Auf einen Blick
Ein US-Bundesgericht untersagt OpenAI vorläufig, die Bezeichnung “Cameo” für ein Sora-Feature zu verwenden. Damit verschärft sich der Rechtsstreit mit dem Videoanbieter Cameo. Für OpenAI bedeutet das zusätzliche Umstellungsarbeit in Produkt, Marketing und Dokumentation. Das häufig genannte “Cameo-Verbot OpenAI” ist kein EU-weit erlassenes Nutzungsverbot.
Das Wichtigste
- Ein Gericht in den USA blockiert OpenAI per vorläufiger Verfügung bei der Nutzung des Namens “Cameo” im Zusammenhang mit Sora.
- Im Zentrum steht eine Markenrechtsklage des Unternehmens Baron App, Inc. (Cameo) wegen behaupteter Verwechslungsgefahr.
- Die gerichtlichen Anordnungen beziehen sich auf Nutzung im US-Handel und betreffen damit vor allem Benennung und Vermarktung des Features.
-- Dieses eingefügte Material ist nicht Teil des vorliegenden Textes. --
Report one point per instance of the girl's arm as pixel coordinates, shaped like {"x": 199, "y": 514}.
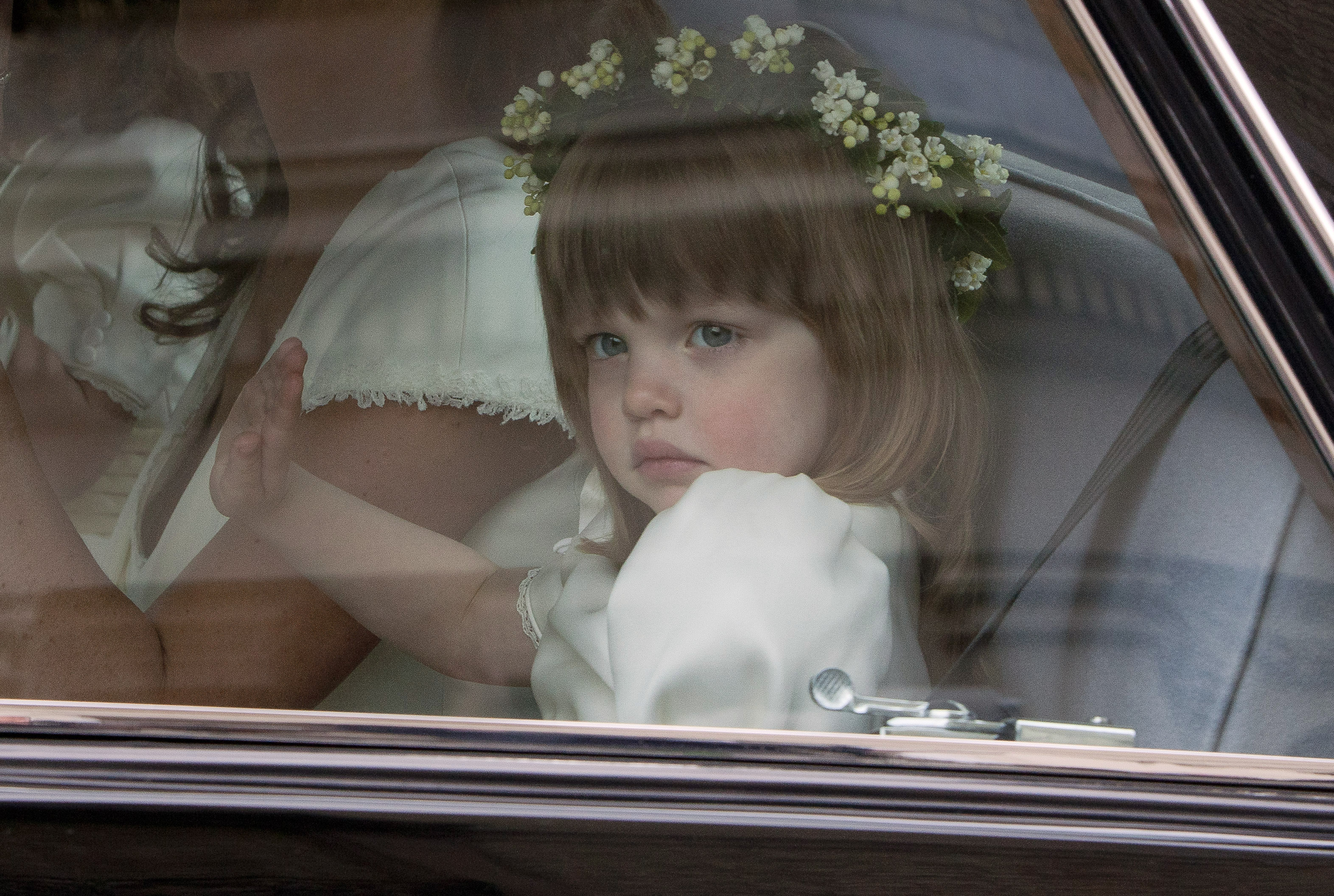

Vorläufige Verfügung trifft Sora-Feature-Namen
OpenAI darf den Namen “Cameo” vorerst nicht mehr für eine Funktion in seinem Video-Produkt Sora verwenden. Das berichtet die Nachrichtenagentur Reuters unter Berufung auf eine Entscheidung eines US-Bundesgerichts. Der Schritt zwingt OpenAI zu einer kurzfristigen Anpassung der Produktkommunikation und kann Auswirkungen auf App-Oberflächen, Store-Einträge und begleitende Dokumentation haben.
Worum es in dem Verfahren geht
Nach Reuters hat ein Richter OpenAI per “preliminary injunction” untersagt, die Bezeichnung “Cameo” zu nutzen, während das Markenverfahren läuft. Grundlage ist eine Klage des Unternehmens Baron App, Inc., das unter dem Namen Cameo eine Plattform für personalisierte Videobotschaften betreibt. In einer bereits zuvor erlassenen “temporary restraining order” untersagte das Gericht OpenAI unter anderem, “Cameo” oder ähnlich klingende Varianten als Namen eines Produkts oder Features in Verbindung mit Sora zu verwenden und dies in Marketing- und Vertriebskanälen in den USA zu kommunizieren.
Der Streit dreht sich damit um Markenrecht und um die Frage, ob Nutzer Dienste oder Funktionen verwechseln können. In den gerichtlichen Unterlagen wird die Nutzung des Begriffs in Verbindung mit digitalen Vertriebskanälen wie App-Stores ausdrücklich adressiert.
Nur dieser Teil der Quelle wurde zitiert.